As I looked upward I felt a surprising thrill of freedom. I could see so many things in the sky that I never got to see back home—things I’d only heard about. If I got out of that well and got a better look I could probably see the Milky Way. Maybe a planet or two.

“They’re beautiful, aren’t they?”

Jane’s voice was soft, barely a whisper.

“Yeah.”

“How are you feeling?”

“Sore. Do you think I’ll get detention?”

She took her eyes off the sky for a moment and looked at me. “I don’t know. It depends on whether the school believes Laura and Dylan.”

I wanted to turn to her, but we were so close together that our noses would probably touch, so I kept my face toward the sky. I also wanted to ask her more questions. How had others gotten over the wall? Did they plan ahead? Take supplies? But I felt guilty. Jane and the others had come into the forest to rescue me. I didn’t know if that was a risk—maybe they’d get punished for it. To ask more questions about escape didn’t seem the best way to thank her.

“It’s cold,” she said. She reached out her hands and flexed her fingers open and closed a few times, and then folded her arms again.

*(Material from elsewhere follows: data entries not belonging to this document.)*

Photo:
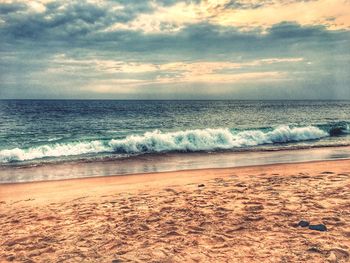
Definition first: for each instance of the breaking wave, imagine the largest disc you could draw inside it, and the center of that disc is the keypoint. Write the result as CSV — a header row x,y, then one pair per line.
x,y
180,141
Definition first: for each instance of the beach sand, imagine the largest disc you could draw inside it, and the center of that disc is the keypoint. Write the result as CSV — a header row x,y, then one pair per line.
x,y
245,214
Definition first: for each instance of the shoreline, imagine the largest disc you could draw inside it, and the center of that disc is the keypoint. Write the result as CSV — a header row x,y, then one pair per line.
x,y
75,184
242,214
148,164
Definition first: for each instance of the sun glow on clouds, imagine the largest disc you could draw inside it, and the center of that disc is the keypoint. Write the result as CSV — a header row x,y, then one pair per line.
x,y
333,14
206,72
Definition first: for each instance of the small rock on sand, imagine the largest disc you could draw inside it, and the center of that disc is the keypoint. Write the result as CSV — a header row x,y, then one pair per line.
x,y
303,223
319,227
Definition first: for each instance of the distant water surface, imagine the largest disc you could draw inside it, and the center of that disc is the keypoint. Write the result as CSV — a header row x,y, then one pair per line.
x,y
43,131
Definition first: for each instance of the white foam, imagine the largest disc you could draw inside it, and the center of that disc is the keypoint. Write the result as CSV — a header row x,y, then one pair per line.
x,y
157,141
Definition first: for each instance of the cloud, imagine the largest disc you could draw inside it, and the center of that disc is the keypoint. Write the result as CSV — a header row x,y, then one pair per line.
x,y
245,15
299,48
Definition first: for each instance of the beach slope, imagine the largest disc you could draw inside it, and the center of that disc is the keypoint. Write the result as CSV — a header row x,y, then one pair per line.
x,y
248,214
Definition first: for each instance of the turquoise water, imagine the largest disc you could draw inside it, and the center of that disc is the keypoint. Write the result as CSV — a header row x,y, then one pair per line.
x,y
38,131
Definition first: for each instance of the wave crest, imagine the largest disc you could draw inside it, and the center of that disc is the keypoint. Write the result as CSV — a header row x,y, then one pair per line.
x,y
157,141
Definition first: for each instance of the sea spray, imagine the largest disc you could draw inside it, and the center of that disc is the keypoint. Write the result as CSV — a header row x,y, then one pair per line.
x,y
179,141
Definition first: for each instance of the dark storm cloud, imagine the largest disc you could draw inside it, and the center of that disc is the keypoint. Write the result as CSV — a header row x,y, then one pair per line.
x,y
29,41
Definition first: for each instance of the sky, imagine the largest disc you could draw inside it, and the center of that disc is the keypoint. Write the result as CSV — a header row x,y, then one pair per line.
x,y
138,49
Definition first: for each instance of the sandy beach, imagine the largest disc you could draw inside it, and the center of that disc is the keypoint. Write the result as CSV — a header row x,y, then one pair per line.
x,y
247,214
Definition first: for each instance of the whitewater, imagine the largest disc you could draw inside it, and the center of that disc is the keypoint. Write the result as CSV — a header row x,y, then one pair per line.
x,y
159,142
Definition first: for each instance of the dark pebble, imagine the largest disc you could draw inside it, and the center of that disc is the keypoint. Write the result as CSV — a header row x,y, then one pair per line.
x,y
303,223
320,227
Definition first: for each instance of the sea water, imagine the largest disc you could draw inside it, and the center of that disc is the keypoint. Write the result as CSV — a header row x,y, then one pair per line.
x,y
33,132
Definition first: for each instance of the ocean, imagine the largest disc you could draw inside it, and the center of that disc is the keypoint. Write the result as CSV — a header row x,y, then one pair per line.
x,y
34,132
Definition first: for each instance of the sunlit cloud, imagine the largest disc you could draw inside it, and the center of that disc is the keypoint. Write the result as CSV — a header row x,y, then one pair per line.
x,y
333,14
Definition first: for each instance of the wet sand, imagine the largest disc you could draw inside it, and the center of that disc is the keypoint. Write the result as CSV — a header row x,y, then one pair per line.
x,y
245,214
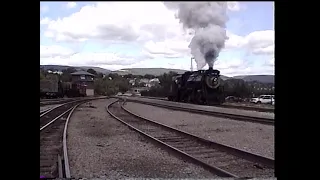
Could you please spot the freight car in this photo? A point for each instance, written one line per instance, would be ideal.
(200, 87)
(54, 88)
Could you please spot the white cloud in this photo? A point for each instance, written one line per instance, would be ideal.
(150, 24)
(71, 5)
(55, 51)
(258, 42)
(45, 21)
(234, 6)
(44, 9)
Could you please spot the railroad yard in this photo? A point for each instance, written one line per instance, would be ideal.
(131, 137)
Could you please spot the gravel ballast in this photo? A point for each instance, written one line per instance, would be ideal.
(252, 137)
(101, 147)
(43, 108)
(209, 108)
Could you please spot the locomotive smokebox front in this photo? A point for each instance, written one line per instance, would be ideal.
(210, 55)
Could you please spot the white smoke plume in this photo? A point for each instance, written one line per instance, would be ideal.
(208, 20)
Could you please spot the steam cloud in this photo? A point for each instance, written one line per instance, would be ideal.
(208, 20)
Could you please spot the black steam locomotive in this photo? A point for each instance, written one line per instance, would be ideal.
(52, 89)
(200, 87)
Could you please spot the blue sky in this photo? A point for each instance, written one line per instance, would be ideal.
(115, 36)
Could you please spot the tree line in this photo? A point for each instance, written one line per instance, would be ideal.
(114, 83)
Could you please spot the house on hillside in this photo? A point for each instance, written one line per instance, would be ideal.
(83, 77)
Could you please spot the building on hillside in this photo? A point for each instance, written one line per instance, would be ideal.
(83, 77)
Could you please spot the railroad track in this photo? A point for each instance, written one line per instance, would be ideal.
(249, 108)
(56, 101)
(222, 160)
(238, 117)
(53, 151)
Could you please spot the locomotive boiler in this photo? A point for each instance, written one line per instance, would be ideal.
(200, 87)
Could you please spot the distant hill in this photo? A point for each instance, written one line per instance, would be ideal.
(158, 71)
(144, 71)
(259, 78)
(60, 68)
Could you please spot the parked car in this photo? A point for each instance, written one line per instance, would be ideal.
(263, 99)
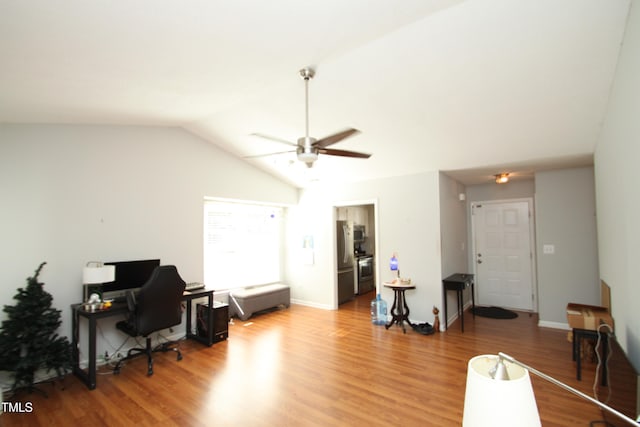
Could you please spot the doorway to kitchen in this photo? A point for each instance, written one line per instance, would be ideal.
(502, 233)
(356, 228)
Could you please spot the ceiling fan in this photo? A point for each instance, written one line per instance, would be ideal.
(308, 148)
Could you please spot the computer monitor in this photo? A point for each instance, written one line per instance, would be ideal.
(129, 275)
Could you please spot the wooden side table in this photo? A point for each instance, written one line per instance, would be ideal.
(458, 282)
(399, 309)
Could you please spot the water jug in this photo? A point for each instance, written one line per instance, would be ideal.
(378, 311)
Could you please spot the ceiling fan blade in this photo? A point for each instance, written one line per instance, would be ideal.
(268, 154)
(273, 138)
(336, 137)
(343, 153)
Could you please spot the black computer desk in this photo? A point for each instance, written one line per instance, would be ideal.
(120, 308)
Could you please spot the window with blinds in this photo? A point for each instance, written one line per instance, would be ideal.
(242, 244)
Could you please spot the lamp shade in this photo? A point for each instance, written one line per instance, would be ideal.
(95, 273)
(495, 403)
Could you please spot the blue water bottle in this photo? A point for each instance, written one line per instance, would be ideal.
(378, 311)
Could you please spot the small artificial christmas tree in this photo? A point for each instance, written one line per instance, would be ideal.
(28, 338)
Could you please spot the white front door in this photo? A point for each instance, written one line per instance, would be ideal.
(503, 239)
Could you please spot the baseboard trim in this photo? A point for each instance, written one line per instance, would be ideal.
(554, 325)
(311, 304)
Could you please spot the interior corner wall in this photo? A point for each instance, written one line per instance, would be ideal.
(409, 224)
(74, 194)
(566, 219)
(618, 199)
(453, 232)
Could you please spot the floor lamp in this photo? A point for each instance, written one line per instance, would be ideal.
(499, 393)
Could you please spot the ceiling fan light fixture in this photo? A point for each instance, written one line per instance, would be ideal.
(307, 157)
(502, 178)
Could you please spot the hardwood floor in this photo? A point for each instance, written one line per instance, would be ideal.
(310, 367)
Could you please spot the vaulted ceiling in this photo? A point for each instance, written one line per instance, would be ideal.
(471, 87)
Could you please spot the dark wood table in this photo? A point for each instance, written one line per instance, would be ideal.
(399, 309)
(458, 282)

“We could start a fire. Would that be against the rules?”

She smiled. “We don’t have any matches.”

“We don’t need them,” I said.

Jane raised an eyebrow skeptically. “You were a Boy Scout?”

“No,” I said with a little laugh. “But I’ve seen lots of movies.”

“There are movies that teach you how to start fires?”

“Sure. Didn’t you ever see Cast Away?”

Jane shook her head.

“Never? What about the Discovery Channel—Man Vs. Wild, or Survivorman? Heck, I think they even had to make fire on Lost.”

“I don’t think I’ve seen any of those.”

“What?”

“I’ve been in here for two and a half years.”

“Those are all older than two and a half years. Cast Away is way older.”

Jane shrugged and, much to my surprise, rested her head on my shoulder. Her hair smelled good—a little like honey. I thought maybe she wanted me to put my arm around her, but I didn’t.